Long story short…. it wasn’t a heart attack, as everything about me checked out very healthy. I told the doctor how the only thing it could be was the high-dose vitamin C.
Not surprisingly she never heard of this and went to research it. She came back saying how vitamin C was basically non-toxic in high doses, but could see how it might cause gastric distress at high levels?
They took an X-ray of my chest to confirm all was ok. Over the next few hours in the ER I felt better and better.
I was discharged and extremely curious as to how billing would work.
They told me they don’t take money at the hospital. They took my traveling insurance information and our US home address. They will bill the insurance company which should be interesting because as I understand it, I’m supposed to submit a claim to insurance if there are bills. I didn’t expect the hospital to do it. I figured I’d pay cash and then decide if it was enough to go through the claims hassle.
Totally curious what will happen, as I don’t know right now. I was able to leave the hospital without paying out of pocket.
I will say that the overall hospital experience in the UK was great.
I have no complaints. I was seen pretty quickly, the doctor and staff were very nice. The hospital is a bit worn down compared to newer hospitals in America. However, all in all, totally good experience.
Maybe that was my good karma coming back. :)
Interesting poster on the hospital wall…
Later that week we went around the island on the one day that had sunshine. Something bad happened to our car, which by the way, Greg was driving a manual, left-handed gear shift, driving on the other side of the road. No easy, but he rose to the challenge like a champ and did very well.
Still, on the way home, something was going wrong with the car we were borrowing from friends. Shifting was not happening the way it should, we smelled something burning. Just made it home, lifted the hood to lots of smoke coming out.
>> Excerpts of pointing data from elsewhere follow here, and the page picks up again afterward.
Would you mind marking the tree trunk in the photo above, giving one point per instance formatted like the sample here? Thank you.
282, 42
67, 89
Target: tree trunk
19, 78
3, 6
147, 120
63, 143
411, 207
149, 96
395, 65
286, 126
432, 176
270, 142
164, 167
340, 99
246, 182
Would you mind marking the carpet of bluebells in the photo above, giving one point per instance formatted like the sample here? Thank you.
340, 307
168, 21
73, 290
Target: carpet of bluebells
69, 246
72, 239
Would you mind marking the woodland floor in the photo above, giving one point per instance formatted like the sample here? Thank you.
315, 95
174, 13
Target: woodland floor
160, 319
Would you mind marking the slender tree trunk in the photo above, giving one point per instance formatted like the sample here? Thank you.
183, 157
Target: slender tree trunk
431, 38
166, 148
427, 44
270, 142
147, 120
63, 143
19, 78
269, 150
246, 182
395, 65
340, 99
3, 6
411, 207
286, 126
As a precaution we called the fire department.
They arrived quickly and they were so nice. Told us it was right to call them and they waited out the car cooling down to a safe temperature before leaving.
Lots of lessons in the past two weeks of digital nomadism.
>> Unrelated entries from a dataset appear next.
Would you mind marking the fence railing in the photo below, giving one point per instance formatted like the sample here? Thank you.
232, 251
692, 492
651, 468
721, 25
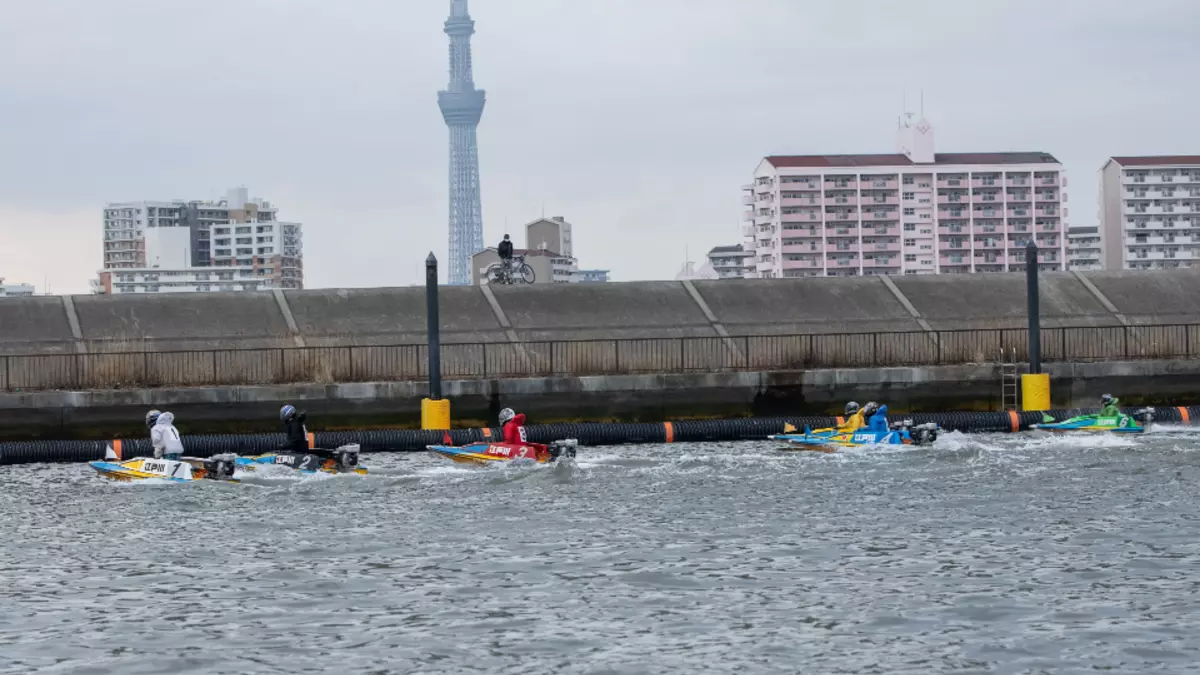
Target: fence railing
592, 357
So here we are! We’re in a new country, got a parking ticket, driving challenges, visited the hospital via ambulance, called the fire department to prevent a car fire… oh and Greg’s hair clippers broke mid-hair cutting so we made our first purchase from Amazon while living overseas. He lived with a mohawk for a few days.
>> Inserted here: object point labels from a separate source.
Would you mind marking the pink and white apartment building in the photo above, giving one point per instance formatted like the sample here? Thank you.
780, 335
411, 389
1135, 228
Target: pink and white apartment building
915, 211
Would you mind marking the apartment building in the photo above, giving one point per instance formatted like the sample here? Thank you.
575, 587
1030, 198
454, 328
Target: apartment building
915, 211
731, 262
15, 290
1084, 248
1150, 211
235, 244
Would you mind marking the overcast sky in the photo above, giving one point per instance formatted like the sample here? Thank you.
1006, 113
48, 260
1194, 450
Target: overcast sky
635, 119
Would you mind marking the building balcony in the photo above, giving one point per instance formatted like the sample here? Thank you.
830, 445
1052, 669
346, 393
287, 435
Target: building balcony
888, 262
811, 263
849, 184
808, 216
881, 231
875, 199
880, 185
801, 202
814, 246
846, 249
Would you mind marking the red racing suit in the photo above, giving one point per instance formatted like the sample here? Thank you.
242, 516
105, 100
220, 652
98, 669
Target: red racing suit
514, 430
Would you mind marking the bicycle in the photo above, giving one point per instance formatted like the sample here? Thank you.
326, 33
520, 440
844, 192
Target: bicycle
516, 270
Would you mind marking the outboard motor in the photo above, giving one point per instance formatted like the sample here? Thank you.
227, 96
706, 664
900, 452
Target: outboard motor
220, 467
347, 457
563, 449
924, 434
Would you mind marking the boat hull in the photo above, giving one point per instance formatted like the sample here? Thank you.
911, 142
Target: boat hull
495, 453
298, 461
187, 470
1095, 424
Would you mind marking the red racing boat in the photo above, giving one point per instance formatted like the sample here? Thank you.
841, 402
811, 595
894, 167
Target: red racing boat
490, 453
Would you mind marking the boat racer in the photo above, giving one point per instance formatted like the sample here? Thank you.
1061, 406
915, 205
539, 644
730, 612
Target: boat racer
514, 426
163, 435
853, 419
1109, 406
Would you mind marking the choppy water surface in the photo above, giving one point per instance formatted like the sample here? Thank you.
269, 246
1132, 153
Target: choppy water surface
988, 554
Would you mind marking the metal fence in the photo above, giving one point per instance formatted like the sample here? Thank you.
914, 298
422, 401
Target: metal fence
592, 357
We’re all alive and very well though! 💗 Learning experiences to be had and these experiences have toughened me up a bit.
I’ll finish with one thing though: Gratitude.
When I was in pain, it was so fucking painful. I wanted NOTHING more than to be out of pain. Once the pain was gone, I was so relieved. I was so very grateful. I knew … health, being pain-free, that’s what matters. It could rain every day for three years and I wouldn’t care so long as I was pain-free. I could lose my ipad, iPhone, all my blog posts, my luggage, etc…. I wouldn’t care if it meant living pain free and healthy.
Next up, we’re heading to France and we booked travel on days that are apparently now set for the strike in France. Sigh. I could stress about it. I could think about the shittiness of it. Will I? No way. I’m not in pain. I’m healthy. THAT’S important.